Indiana AG Todd Rokita pushes enforcement of law banning transgender students from girls sports
Action came in response to a lawsuit filed on behalf of a 10-year-old transgender girl who will be banned from playing school softball when the law takes effect July 1.
Indiana Attorney General Todd Rokita has filed a brief in federal court hoping to secure enforcement of a law banning transgender children from girls sports teams in the state.
The action came in response to a lawsuit filed on behalf of a 10-year-old transgender girl who will be banned from playing school softball when the law takes effect July 1.
The law stipulates any school or association, public or private, sanctioning interscholastic sporting events in Indiana must designate each team as a boys, girls or coeducational team, and that no person assigned the biological sex “male” at birth may participate on a girls team.
The law does not prohibit girls from participating on boys teams.

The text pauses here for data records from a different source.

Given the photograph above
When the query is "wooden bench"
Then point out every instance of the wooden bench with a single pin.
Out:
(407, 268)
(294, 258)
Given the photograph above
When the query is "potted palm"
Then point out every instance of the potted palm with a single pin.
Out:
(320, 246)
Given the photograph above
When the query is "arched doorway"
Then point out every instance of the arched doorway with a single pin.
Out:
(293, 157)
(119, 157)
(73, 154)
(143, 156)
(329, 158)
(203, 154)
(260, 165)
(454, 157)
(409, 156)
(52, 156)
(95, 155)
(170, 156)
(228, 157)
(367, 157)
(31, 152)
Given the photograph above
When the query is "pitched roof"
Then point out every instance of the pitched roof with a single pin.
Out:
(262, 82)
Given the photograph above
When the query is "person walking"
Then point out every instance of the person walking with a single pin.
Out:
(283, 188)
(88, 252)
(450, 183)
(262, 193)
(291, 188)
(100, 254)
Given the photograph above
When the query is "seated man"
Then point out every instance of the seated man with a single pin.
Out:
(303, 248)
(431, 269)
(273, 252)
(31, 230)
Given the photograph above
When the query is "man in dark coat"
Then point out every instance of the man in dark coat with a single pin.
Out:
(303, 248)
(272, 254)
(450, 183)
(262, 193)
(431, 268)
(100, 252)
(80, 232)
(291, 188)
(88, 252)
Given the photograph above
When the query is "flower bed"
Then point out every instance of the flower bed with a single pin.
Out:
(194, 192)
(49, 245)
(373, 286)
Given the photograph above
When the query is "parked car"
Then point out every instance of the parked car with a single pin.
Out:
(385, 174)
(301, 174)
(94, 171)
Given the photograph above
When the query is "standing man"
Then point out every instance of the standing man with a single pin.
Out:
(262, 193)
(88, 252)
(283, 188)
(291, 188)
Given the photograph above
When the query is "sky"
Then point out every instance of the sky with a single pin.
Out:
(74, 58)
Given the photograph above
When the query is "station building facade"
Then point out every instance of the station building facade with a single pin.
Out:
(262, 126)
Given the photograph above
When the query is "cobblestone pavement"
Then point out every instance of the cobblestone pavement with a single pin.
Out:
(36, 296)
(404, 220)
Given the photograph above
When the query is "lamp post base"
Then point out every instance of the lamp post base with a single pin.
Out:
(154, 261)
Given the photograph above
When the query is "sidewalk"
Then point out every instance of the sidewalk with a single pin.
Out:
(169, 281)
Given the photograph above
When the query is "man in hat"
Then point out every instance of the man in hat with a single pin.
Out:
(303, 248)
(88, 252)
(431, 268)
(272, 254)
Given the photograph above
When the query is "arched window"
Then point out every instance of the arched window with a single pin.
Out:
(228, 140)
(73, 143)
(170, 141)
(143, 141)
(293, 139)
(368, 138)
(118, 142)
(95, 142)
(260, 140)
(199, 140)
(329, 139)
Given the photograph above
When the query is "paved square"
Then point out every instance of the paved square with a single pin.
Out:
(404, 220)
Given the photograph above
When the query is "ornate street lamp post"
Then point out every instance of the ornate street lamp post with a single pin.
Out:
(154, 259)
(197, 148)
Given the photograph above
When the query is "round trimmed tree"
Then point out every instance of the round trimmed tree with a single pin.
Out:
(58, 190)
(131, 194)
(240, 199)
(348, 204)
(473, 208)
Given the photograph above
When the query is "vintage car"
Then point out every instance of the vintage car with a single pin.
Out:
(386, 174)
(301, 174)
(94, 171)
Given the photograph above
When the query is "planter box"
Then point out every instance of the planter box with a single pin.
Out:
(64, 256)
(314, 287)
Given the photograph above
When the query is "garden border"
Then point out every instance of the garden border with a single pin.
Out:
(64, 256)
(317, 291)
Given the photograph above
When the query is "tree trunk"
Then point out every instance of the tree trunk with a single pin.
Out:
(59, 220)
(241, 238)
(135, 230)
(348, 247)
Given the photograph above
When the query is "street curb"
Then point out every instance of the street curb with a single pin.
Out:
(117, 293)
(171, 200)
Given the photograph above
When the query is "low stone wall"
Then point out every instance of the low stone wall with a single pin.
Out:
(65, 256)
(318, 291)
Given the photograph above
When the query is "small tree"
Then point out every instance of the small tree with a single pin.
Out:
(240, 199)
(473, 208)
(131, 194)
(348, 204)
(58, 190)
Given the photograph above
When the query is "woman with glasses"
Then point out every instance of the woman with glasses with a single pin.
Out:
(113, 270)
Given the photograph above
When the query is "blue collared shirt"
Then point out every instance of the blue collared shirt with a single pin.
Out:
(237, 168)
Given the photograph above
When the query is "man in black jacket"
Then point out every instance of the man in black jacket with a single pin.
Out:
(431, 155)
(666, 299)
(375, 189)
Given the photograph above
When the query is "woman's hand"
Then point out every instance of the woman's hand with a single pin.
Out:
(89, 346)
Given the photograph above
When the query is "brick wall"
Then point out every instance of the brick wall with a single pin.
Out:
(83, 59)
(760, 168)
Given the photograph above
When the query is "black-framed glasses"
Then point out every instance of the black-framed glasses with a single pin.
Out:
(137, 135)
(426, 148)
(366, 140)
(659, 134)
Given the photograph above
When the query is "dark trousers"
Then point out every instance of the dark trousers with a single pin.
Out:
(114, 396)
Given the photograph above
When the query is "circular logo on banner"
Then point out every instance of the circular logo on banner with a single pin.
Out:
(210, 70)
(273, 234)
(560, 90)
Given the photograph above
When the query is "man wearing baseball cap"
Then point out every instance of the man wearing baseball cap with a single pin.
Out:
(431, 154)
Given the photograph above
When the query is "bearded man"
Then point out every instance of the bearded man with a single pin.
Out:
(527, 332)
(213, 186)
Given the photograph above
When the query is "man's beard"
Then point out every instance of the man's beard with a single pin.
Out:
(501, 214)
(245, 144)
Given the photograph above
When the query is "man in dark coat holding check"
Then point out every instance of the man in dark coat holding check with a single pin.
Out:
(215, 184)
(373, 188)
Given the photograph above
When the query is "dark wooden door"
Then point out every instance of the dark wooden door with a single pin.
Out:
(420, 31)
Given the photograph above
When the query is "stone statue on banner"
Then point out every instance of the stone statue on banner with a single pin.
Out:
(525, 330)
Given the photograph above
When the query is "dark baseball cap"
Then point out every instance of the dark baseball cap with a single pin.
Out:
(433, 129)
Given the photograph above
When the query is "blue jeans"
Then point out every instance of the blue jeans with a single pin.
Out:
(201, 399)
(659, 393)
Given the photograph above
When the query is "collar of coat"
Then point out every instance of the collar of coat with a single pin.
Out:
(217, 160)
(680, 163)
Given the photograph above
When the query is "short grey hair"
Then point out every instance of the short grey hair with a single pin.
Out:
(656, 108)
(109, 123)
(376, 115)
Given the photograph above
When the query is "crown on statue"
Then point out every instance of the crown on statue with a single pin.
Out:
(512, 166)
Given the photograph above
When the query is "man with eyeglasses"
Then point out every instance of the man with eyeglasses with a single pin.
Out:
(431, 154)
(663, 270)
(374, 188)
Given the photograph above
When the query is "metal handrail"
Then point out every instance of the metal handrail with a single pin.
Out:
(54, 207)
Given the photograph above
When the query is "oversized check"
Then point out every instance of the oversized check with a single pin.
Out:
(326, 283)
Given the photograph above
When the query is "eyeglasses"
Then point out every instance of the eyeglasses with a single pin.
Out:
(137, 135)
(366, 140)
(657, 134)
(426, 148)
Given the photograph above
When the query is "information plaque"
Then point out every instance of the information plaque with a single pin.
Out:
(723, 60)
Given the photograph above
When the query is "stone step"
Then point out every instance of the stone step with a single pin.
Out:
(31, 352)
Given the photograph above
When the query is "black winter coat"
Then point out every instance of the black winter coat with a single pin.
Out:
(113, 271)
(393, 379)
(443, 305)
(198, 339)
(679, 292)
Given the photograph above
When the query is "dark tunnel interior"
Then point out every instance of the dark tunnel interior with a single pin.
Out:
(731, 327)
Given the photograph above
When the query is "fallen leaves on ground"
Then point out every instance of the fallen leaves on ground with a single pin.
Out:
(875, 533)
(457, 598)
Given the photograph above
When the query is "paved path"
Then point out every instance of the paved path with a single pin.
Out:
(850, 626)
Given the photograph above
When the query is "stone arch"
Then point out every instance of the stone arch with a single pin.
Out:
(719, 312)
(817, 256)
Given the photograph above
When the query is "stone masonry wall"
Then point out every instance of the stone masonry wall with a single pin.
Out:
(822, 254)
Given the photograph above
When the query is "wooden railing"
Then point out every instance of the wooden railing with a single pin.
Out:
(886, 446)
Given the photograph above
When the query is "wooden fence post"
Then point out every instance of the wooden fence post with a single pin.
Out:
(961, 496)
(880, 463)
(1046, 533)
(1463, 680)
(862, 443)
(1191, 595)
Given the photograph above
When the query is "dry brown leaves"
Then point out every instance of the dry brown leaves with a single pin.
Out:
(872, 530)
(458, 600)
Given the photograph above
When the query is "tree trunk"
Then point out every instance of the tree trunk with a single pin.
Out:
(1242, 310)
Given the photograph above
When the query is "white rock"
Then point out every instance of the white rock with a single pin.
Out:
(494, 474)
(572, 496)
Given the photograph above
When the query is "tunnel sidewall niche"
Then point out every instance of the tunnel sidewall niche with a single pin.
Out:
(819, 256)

Rokita called the law “common sense,” adding, “Biological males have certain physiological advantages that make it unfair to allow them to compete for spots on girls’ sports teams. The law passed by the Indiana General Assembly simply acknowledges that science and protects the integrity of girls’ sports in K-12 schools.”
The lawsuit, filed by attorneys for the American Civil Liberties Union on behalf of the child’s family, holds there is no unfairness in this case because the child in question has identified herself as a girl since age 4 and has been given puberty-blocking medications that prevent the growth in height and muscle mass that would be typical for a biological male.
Both sides claim the protection of Title IX, the 1972 federal statute authored by then Indiana Sen. Birch Bayh that prohibits the exclusion from participation on the basis of sex in a sport in any school receiving federal funding.
The plaintiff’s claim is transgender girls should be protected from discrimination under the federal statute. Rokita’s motions holds that the word “sex” in Title IX refers to biological sex and not to gender, which is a “subjective sense of self.”
Up to 0.6% of teens and adults in Indiana identify themselves as transgender, the ACLU motion stated. The Williams Institute at UCLA states that 1.4% of American teens age 13 to 17 are transgender.
Gov. Eric Holcomb had vetoed HEA 1041 shortly after its passage in March on the grounds it was likely to cause rather than avoid further controversy due to a lack of clarity in the grievance process outlined in the bill. Holcomb also noted similar laws in other states had been overturned in the courts, and he saw no evidence of current unfairness to Indiana children participating in scholastic sports.
The General Assembly overrode the veto May 24. Attorneys for the ACLU filed their lawsuit later that day.